Le français a donné du vocabulaire à d'autres idiomes dans des domaines attendus telles
la gastronomie, la couture et la mode (collier, décolleté ont été massivement adoptés);
mais on remarquera des mots inattendus appelés à une destinée internationale, tel est
le cas de croupe, flanc, joie, joyau, lignage, nuance, patrouille, routine, chauffeur,
commander ou encore courage et couard. Nous laissons au lecteur le plaisir de ces
passionnantes lectures transversales.
La reconstitution de ces familles étymologiques a produit 15 000 renvois qui ont été
signalés (par un *), permettant de relier un mot à l'encadré où il se trouve cité, ou
encore de mettre en relation deux encadrés qui ont des rapports de plus ou moins
proche parenté. Un quart des mots du Petit Robert se trouve mentionné dans ces
encadrés, mais il s'agit du quart qui représente en profondeur les racines du français
dans son extension géographique première, celle du monde gallo-romain (France du
Nord, Belgique méridionale, Suisse romande). Par cet ajout descriptif « fondamental »
au Petit Robert, l'ouvrage s'enrichit d'une dimension synthétique, verticale par le recours
à la chaîne historique allant des sources indo-européennes aux langues modernes,
horizontale en reliant les mots français à ceux de langues issues de l'ancêtre commun et
aux nombreuses langues qui ont emprunté au français, tout comme le français a
emprunté aux idiomes voisins et lointains (ainsi que les étymologies déjà présentes
l'attestent abondamment). Les vocabulaires des langues apparentées ou en contact sont
le reflet de visions du monde et de civilisations. Leurs relations sont multiples et
complexes.

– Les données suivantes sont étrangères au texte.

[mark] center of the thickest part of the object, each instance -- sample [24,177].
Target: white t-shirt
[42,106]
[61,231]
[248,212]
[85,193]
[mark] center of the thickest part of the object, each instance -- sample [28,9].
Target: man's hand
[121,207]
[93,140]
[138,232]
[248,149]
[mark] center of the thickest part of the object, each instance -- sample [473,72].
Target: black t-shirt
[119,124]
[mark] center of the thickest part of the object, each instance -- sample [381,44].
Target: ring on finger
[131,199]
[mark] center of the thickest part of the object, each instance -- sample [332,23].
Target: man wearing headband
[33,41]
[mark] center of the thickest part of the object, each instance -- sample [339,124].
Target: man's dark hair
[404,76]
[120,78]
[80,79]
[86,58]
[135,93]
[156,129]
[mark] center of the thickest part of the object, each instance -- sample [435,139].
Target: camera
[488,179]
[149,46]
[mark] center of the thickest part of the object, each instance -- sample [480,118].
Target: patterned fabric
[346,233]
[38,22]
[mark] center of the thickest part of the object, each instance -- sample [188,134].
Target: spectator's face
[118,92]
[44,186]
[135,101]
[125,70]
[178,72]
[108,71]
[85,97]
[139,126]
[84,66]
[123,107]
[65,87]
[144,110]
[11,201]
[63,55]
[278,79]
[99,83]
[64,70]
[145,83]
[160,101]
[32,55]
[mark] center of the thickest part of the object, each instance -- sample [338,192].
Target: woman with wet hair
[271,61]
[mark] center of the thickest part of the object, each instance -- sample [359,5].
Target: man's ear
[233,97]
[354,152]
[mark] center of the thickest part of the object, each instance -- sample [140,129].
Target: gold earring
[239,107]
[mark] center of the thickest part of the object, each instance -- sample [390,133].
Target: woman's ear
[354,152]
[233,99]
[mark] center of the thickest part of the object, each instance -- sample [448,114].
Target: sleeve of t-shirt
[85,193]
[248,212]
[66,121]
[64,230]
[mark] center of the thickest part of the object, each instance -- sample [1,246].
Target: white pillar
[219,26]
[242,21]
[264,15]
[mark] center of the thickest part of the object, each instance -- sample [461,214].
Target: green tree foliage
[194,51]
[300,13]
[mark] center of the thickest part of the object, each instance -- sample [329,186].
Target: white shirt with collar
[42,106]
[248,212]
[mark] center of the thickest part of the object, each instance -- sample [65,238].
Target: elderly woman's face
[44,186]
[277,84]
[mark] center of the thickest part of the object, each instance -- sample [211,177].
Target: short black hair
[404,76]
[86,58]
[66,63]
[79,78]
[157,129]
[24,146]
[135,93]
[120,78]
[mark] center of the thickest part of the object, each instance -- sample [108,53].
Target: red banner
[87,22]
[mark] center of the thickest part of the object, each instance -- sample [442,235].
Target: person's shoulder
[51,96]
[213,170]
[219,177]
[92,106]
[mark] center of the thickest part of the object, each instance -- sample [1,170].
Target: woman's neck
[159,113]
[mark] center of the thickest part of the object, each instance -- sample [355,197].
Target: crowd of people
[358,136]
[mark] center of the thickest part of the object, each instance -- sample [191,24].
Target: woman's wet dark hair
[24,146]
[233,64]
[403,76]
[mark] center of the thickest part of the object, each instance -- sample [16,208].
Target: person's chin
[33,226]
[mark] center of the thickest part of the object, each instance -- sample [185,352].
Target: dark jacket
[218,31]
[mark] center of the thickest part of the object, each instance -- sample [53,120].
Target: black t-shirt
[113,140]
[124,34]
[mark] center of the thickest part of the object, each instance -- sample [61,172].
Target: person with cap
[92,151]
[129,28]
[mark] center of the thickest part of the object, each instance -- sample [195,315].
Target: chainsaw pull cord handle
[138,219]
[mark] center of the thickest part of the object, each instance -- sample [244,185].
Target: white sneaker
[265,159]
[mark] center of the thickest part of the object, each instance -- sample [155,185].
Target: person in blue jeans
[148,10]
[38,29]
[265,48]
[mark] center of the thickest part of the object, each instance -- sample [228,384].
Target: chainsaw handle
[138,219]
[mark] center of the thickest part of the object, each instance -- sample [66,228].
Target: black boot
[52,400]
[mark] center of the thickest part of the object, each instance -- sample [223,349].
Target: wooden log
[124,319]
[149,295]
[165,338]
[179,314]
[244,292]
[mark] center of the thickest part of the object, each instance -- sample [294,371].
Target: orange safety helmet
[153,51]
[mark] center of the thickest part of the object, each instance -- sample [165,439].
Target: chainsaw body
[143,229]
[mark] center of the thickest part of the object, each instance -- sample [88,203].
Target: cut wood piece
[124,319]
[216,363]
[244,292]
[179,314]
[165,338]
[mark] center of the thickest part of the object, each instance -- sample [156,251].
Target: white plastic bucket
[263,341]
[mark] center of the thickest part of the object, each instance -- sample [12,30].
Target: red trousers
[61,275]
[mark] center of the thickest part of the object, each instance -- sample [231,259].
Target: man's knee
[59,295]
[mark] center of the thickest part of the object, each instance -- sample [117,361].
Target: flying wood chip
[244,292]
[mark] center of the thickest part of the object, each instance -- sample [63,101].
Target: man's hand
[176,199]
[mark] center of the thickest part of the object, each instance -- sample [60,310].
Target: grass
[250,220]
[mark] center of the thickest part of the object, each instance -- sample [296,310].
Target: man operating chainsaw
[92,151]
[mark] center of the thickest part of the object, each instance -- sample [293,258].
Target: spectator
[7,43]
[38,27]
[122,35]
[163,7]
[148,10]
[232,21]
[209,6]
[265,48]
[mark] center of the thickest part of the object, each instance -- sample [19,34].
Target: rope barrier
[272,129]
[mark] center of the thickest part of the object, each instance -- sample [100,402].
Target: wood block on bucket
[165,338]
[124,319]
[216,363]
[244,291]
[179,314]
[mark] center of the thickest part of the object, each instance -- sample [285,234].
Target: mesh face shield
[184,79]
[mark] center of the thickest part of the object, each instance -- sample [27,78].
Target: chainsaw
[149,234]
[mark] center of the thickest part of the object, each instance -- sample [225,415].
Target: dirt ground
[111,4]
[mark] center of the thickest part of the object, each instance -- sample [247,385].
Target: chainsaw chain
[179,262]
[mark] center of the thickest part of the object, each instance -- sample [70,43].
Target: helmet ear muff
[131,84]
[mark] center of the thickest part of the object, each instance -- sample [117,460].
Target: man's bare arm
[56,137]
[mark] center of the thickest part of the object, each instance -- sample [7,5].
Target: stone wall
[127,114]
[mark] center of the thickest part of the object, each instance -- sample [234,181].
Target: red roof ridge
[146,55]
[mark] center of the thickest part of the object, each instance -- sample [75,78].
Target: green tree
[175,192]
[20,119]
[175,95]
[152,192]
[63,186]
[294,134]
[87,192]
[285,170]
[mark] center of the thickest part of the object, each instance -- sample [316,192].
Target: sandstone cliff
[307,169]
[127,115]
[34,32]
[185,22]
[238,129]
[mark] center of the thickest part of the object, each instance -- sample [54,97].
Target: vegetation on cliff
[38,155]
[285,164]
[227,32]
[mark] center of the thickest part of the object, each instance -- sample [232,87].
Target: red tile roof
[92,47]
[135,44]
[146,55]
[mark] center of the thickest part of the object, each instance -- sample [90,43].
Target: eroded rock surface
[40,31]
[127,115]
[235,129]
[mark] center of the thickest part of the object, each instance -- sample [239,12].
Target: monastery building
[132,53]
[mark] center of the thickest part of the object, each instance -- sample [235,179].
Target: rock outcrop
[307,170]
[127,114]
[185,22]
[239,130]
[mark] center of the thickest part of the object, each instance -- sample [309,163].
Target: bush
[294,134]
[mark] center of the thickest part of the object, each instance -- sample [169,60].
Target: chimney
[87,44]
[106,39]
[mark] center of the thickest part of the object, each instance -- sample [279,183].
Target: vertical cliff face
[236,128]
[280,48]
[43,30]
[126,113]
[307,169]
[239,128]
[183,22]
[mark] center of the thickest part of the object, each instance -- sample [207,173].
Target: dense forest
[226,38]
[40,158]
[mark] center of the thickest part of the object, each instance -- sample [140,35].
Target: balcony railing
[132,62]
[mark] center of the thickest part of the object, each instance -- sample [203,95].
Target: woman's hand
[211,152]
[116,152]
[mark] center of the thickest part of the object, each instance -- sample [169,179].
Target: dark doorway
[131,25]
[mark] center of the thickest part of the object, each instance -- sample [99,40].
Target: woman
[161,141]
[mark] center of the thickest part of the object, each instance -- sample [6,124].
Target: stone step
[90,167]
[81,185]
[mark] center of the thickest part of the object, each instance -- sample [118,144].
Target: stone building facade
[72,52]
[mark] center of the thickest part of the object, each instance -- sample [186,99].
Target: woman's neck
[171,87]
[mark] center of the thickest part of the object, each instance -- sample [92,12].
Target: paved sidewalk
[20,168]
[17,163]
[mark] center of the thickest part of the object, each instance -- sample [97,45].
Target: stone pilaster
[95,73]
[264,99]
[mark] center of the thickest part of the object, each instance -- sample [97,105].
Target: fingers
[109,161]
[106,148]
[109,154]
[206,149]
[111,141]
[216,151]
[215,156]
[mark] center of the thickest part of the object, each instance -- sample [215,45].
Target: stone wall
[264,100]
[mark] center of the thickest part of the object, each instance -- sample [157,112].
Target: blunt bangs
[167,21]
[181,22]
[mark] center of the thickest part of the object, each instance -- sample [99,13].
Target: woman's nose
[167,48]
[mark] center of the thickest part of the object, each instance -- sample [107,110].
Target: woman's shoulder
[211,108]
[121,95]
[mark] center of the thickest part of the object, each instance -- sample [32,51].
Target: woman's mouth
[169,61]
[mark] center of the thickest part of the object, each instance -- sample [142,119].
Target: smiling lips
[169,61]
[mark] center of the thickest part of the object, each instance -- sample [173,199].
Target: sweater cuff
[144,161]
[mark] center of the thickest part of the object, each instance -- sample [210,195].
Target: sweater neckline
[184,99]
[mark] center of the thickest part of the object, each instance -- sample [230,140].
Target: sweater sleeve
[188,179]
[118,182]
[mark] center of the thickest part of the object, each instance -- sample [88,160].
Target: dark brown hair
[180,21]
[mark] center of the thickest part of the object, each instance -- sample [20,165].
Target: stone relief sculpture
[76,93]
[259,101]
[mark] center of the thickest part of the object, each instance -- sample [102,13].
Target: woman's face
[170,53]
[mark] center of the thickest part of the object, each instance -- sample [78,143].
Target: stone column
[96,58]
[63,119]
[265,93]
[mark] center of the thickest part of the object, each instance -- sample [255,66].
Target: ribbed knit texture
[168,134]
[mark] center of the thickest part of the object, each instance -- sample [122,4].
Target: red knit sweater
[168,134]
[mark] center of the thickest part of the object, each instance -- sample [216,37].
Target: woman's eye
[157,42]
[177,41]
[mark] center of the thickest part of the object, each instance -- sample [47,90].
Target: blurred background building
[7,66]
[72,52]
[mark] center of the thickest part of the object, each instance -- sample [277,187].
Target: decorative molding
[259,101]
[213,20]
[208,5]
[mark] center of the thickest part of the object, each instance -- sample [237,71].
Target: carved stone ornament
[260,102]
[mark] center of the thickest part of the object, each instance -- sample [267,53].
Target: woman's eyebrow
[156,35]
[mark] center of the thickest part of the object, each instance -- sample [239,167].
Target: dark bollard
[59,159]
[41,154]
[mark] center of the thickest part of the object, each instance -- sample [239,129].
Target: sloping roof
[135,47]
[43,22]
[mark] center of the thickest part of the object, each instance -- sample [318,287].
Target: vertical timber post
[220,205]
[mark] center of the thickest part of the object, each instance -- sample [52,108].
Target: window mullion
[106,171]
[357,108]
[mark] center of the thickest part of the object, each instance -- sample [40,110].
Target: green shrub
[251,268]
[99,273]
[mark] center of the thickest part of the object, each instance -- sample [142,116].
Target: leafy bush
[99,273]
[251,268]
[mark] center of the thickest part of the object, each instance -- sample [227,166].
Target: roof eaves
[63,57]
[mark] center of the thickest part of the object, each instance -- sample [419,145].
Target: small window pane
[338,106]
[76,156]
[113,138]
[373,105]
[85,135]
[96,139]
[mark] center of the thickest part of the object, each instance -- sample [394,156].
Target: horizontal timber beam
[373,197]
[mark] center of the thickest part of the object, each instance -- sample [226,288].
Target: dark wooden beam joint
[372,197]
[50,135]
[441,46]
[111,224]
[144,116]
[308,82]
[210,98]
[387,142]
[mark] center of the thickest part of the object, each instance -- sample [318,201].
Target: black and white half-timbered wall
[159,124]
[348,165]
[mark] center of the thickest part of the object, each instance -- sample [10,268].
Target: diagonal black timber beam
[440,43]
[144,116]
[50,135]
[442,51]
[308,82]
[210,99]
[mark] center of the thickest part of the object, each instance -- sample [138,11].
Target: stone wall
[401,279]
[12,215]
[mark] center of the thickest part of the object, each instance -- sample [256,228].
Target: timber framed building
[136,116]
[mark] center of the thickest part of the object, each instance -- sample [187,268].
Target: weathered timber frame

On a cherché à représenter dans le Petit Robert, de manière encore plus
claire et plus approfondie, ce réseau d'influences, vers la langue française et à partir
d'elle, qui reflète l'un des enjeux culturels majeurs des relations entre peuples, et
d'abord entre peuples d'Europe.
Marie-Hélène DRIVAUD et Marie-José BROCHARD, avril 2002.
■ N. B. En plus des sources classiques, nous avons surtout utilisé les dictionnaires
étymologiques suivants : Dictionnaire étymologique de la langue grecque,
P. Chantraine (Klincksieck, Paris, 1999), Dictionnaire étymologique de la langue latine,
A. Ernout et A. Meillet (Klincksieck, Paris, 2001), Dizionario Etimologico della Lingua
Italiana, M. Cortelazzo et P. Zolli (Zanichelli, Bologna, 1999), Breve Diccionario
Etimológico de la Lengua Castellana, J. Corominas (Gredos, Madrid, 1996),
Etymologisches Wörterbuch der deutschen Sprache, F. Kluge (de Gruyter, Berlin, 1989),
Oxford English Dictionary, CD-ROM version 2.00 (Oxford University Press, 1999),
Indogermanisches Etymologisches Wörterbuch, J. Pokorny (Francke Verlag, Tübingen,
1994), et, bien entendu, le CD-ROM du Petit Robert, le Dictionnaire historique de la
langue française, le Dictionnaire étymologique des « Usuels » du Robert (J. Picoche).